Immediately after the tribulation of those days the sun will be darkened, and the moon will not give its light, and the stars will fall from heaven, and the powers of the heavens will be shaken. Then will appear in heaven the sign of the Son of Man, and then all the tribes of the earth will mourn, and they will see the Son of Man coming on the clouds of heaven with power and great glory. (Matthew 24:29-30 ESV)

So we have here celestial oddities of becoming dark in the day, stars falling from heaven, heaven being shaken, and Christ coming riding on a cloud. This lines up nicely with what we have been reading so far. And if you look over in the parallel passage in Luke 21, you’ll see more of the same similar language of old about the roaring of the water, men shaking in fear, and the powers of heaven being shaken. Another verse that speaks of this same first-century soon-coming judgment is Revelation 6:

When he opened the sixth seal, I looked, and behold, there was a great earthquake, and the sun became black as sackcloth, the full moon became like blood, and the stars of the sky fell to the earth as the fig tree sheds its winter fruit when shaken by a gale. The sky vanished like a scroll that is being rolled up, and every mountain and island was removed from its place. (Revelation 6:12-14 ESV)

Sun and moon darkened, stars falling, sky rolling up, mountains removed — all the language we have seen all along through the Old Testament judgments, none of which was literal earth shattering, world ending events. Therefore, unless the text itself gives clear testimony that this language is being used in a totally different fashion than it has be used for centuries by those same people, then we should assume the same prophetic and symbolic usage is being utilized here still.

As good Hebrews, taught from childhood all about this understanding of the language and idioms of their culture, they would not have heard these verses and thought of an end of the world scenario. Nor would they have thought this was going to have to be a physical event where they would see stars falling, a man riding on literal clouds, or the sky rolling up like a scroll.

Yet sadly, so many today believe that not only are these events to occur in a woodenly literal manner, but that these are still yet to come in our future. Actually, one of the sole reasons they hold that these things are yet to happen in our future, is directly related to the fact that they think them to be literally to happen.

They reason that it is obvious that these events have not occurred yet because we still see the world here and not destroyed as they feel these verses literally predict. They have totally disconnected this language from the common symbolic usage as well as totally dismissing the language of imminence for the time and people it was written to fall upon.

Add to that an ignorance of the actual historical events that indeed happened within the time frame predicted by Christ, as well as that judgment that took place against those people Christ addressed, and these verses have to then be thrown into some future age 2000 years past and counting. Until these things literally happen, some will never understand that they already have.

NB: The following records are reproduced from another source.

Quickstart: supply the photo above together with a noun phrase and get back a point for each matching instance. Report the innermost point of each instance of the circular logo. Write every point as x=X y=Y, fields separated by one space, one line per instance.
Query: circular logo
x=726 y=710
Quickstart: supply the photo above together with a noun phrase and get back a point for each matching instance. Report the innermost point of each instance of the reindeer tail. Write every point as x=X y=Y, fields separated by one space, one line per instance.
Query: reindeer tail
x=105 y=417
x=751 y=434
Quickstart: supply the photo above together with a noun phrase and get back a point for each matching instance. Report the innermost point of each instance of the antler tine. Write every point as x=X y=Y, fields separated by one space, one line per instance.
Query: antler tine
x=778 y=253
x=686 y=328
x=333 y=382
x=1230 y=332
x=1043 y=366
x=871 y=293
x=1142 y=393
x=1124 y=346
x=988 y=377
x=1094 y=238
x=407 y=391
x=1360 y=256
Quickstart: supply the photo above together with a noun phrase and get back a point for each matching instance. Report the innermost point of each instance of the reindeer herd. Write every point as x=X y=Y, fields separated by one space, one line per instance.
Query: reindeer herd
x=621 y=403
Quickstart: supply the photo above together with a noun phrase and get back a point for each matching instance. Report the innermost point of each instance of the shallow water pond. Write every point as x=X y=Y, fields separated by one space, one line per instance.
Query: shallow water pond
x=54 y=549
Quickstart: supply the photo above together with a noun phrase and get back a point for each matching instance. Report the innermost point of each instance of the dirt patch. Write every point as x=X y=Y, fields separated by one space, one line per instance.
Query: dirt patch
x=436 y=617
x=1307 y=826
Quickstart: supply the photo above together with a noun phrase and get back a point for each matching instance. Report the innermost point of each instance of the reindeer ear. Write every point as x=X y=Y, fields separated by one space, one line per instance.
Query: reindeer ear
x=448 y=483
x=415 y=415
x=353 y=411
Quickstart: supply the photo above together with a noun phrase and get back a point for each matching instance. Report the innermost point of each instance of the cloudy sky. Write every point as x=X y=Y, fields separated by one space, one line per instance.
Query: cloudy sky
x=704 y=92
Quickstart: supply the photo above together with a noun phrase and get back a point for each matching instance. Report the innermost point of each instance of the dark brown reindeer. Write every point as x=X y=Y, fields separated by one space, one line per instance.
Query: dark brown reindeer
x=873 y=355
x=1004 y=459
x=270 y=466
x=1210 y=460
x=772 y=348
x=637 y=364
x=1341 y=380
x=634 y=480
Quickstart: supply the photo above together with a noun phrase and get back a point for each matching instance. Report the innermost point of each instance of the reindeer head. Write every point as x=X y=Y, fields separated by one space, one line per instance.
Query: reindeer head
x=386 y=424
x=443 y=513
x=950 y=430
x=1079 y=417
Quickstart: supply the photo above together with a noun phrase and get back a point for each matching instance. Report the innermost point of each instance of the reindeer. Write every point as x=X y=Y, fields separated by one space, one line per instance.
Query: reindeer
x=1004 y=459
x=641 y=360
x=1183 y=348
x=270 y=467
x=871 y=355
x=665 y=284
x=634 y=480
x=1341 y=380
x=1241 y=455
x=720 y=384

What is really sad, is that this is not some crazy interpretation that is held by a limited amount of people. It is not some interpretation that is on the outside fringe of Christian scholarship. It is not the minority view of church history, only held by a few whackos in the past.

This is mainstream scholarship. I have been quoting from scholars and teachers, and this has been the understanding of Old Testament language for centuries and centuries, and yet many if not most modern day teachers and preachers are clueless and continue to preach unfounded and inaccurate interpretations of fanciful mythological proportions on these topics.

The modern church is in dire needs of a revival of full Bible reading to start with, and then basic hermeneutics on top of that. May the Lord give revival to His Church. Amen.